Si leur consommation a été bien orientée ces derniers mois, les Français apparaissent également comme des épargnants dans le contexte européen, avec un taux d'épargne de 16,1 % en 2001 (qui pourrait atteindre 16,3 % en 2002). Depuis un an, l'indicateur qui mesure la propension à épargner des ménages a encore été orienté à la hausse, malgré un tassement en novembre. L'Observatoire Caisse d'épargne 2003 confirme cette tendance mais ne l'analyse pas encore comme un véritable repli sur l'épargne. Le bas niveau des taux d'intérêt et la conjoncture boursière ne sont d'ailleurs pas favorables à un tel repli.

En abordant la question des spécificités territoriales, l'Observatoire Caisse d'épargne apporte des éléments intéressants pour la conjoncture régionale. Ce n'est pas en Rhône-Alpes que les ménages consacrent la plus importante part du revenu à l'épargne. Mais avec 9,6 % des actifs financiers pour 9,3 % du revenu en France, Rhône-Alpes est bien une région d'épargne. Elle figure par ailleurs parmi les régions françaises pour lesquelles les valeurs mobilières occupent une place importante dans les actifs financiers (22,2 %).

La majorité des départements rhônalpins (Loire, Ain, Savoie, Isère, Drôme) présente, en matière d'épargne, un profil proche de celui de la France. Les ménages de ces départements épargnent cependant un peu plus que la moyenne nationale et recourent un peu moins au crédit. Les trois autres départements présentent quant à eux des spécificités marquées.

Les spécificités du Rhône, de l'Ardèche et de la Haute-Savoie

En Ardèche, comme dans les autres départements du Sud du Massif central, les ménages épargnent beaucoup plus que la moyenne, privilégient la sécurité dans le choix des actifs financiers et recourent moins au crédit. En Haute-Savoie par contre, les ménages, relativement aisés, recourent largement aux crédits, notamment pour accéder à la propriété malgré des prix élevés. Les placements sûrs, comme l'épargne-logement, sont privilégiés par rapport aux valeurs mobilières. Les ménages du Rhône enfin, comme ceux d'autres départements " aisés " et largement urbanisés, épargnent moins que la moyenne nationale et sont peu endettés au titre de l'immobilier. Quand ils épargnent, ils font clairement le choix des placements financiers, avec un goût affirmé pour les placements risqués, au détriment de la propriété immobilière.

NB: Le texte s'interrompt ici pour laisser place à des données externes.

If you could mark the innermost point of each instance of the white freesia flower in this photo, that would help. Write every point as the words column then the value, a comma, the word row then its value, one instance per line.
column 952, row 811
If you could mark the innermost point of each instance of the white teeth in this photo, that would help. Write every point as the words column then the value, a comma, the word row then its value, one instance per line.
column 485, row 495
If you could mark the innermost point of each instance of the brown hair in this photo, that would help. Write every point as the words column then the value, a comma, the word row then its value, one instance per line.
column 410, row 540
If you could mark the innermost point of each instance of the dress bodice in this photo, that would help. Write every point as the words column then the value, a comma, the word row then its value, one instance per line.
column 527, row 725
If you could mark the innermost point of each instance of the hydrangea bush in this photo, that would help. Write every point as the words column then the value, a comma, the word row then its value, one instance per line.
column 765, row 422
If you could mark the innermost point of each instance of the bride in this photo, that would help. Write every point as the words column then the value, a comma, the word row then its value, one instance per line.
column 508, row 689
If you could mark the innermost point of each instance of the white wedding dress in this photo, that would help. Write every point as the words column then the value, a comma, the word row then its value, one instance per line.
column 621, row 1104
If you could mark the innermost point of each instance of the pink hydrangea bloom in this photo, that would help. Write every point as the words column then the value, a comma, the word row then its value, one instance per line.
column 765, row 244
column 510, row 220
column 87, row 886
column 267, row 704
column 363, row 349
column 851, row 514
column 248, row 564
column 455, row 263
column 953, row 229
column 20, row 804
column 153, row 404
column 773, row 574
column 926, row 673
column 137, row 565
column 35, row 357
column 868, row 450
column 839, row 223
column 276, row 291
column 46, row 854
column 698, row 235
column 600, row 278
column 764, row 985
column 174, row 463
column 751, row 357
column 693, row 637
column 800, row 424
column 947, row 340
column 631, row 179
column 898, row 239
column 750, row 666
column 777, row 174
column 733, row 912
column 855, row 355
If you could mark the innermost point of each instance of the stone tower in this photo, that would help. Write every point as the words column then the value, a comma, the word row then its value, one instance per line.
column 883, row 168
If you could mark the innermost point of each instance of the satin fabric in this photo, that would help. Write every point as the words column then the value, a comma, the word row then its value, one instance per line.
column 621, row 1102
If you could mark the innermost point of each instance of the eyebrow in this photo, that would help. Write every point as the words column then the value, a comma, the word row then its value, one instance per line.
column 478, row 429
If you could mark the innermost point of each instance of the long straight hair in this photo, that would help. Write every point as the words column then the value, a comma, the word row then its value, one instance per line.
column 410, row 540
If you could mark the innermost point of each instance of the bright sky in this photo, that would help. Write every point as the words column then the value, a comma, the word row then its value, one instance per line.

En matière de placements financiers, l'Observatoire Caisse d'épargne note qu'il n'y a pas eu en 2002 de vente massive des actifs par les ménages, les 2/3 des petits porteurs attendant des jours meilleurs pour vendre. La crise des valeurs boursières a cependant laissé des traces, avec une baisse drastique des intentions de placements. Près d'un quart des porteurs d'actions expriment par ailleurs l'intention de quitter la bourse dès que possible.